An application to buy a new dwelling will typically be approved unless it has been constructed to replace a demolished dwelling.
Vacant land
Vacant land is land that has no substantive permanent building on it to be lawfully occupied by persons, goods or livestock.
The following conditions apply if you are seeking FIRB approval to purchase a vacant land:
- A residential dwelling is built on the land;
- construction is completed within 4 years from the FIRB approval date; and
- you do not sell, transfer or dispose of your interest in the land before construction is complete;
You submit evidence of completion of construction within 30 days of receiving it (e.g. builder’s completion certificate or certificate of occupancy and use)
Exemption certificate
You can obtain an exemption certificate if you anticipate having to make multiple attempts to purchase one property. For example, the exemption certificate allows you to bid on properties at auctions without having to seek individual FIRB approval for each attempted purchase of property.
The exemption certificate will:
- Be valid for 12 months from the date of approval
- Specify a limit on the property value, the state or territory of the property and the types of property that you may purchase
If you require any changes to the exemption certificate, such as the property type or value, you will have to submit a new FIRB application.
Fees and timeframe
You can make an application for a FIRB approval or an exemption certificate online through the ATO website. The amount of the application fee will depend on the value of the property: the higher the value of the property, the higher the application fee. Refer to the ATO website for a schedule of fees.
The current turnaround time for an approval is about 30 to 90 days.

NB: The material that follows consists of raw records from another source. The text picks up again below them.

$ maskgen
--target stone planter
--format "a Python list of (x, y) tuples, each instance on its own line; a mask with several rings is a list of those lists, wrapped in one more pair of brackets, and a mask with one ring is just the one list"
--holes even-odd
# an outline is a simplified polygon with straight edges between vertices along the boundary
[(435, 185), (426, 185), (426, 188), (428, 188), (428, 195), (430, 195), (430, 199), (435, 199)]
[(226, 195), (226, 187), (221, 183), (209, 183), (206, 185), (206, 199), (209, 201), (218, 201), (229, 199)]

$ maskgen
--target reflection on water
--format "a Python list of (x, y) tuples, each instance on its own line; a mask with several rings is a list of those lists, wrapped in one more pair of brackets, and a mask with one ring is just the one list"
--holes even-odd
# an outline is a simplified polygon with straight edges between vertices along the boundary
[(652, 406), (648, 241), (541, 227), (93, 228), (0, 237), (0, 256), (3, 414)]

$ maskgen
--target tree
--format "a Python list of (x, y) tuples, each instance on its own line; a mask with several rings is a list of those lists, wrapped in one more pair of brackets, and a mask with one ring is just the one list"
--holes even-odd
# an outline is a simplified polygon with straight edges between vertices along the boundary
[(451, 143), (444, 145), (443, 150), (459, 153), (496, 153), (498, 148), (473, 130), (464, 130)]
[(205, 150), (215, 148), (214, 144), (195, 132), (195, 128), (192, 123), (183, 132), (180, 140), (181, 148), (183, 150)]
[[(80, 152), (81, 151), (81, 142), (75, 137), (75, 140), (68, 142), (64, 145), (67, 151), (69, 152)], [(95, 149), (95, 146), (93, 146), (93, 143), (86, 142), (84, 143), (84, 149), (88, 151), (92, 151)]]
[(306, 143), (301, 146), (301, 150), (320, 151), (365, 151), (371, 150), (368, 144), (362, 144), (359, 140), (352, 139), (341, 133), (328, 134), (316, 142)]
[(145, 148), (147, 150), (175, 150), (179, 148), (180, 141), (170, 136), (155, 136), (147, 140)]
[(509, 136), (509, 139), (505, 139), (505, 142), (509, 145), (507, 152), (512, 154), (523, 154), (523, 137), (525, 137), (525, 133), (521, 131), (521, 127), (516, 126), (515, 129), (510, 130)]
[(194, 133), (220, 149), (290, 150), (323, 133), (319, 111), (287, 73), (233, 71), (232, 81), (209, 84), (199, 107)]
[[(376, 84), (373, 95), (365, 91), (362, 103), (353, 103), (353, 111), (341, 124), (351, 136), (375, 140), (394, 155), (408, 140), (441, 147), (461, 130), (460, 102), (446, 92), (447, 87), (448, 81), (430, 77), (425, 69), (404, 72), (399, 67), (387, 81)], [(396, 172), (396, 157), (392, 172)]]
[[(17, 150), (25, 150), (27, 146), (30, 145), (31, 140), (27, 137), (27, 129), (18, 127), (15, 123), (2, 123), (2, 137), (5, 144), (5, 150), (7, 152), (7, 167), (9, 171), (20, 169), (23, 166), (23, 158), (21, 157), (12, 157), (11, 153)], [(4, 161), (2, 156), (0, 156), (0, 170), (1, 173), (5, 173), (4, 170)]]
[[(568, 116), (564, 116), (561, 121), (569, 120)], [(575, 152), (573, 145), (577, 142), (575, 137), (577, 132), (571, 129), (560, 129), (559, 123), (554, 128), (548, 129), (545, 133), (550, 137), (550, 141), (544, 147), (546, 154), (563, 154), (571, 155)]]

To avoid your contract for sale falling over due to approval being refused, it is critical that a special condition is included that the contract is conditional upon receipt of FIRB approval.
Stamp duty surcharge
A stamp duty surcharge applies to foreign investors and temporary residents who purchase residential property (8% in NSW).
Selling a residential property as a foreign resident
If you are a foreign resident selling an Australian property worth more than $750,000, the purchaser of your property must withhold and pay the ATO on settlement 12.5% of the purchase price. This is referred to as foreign resident capital gains withholding which may be claimed back when you lodge your Australian tax return.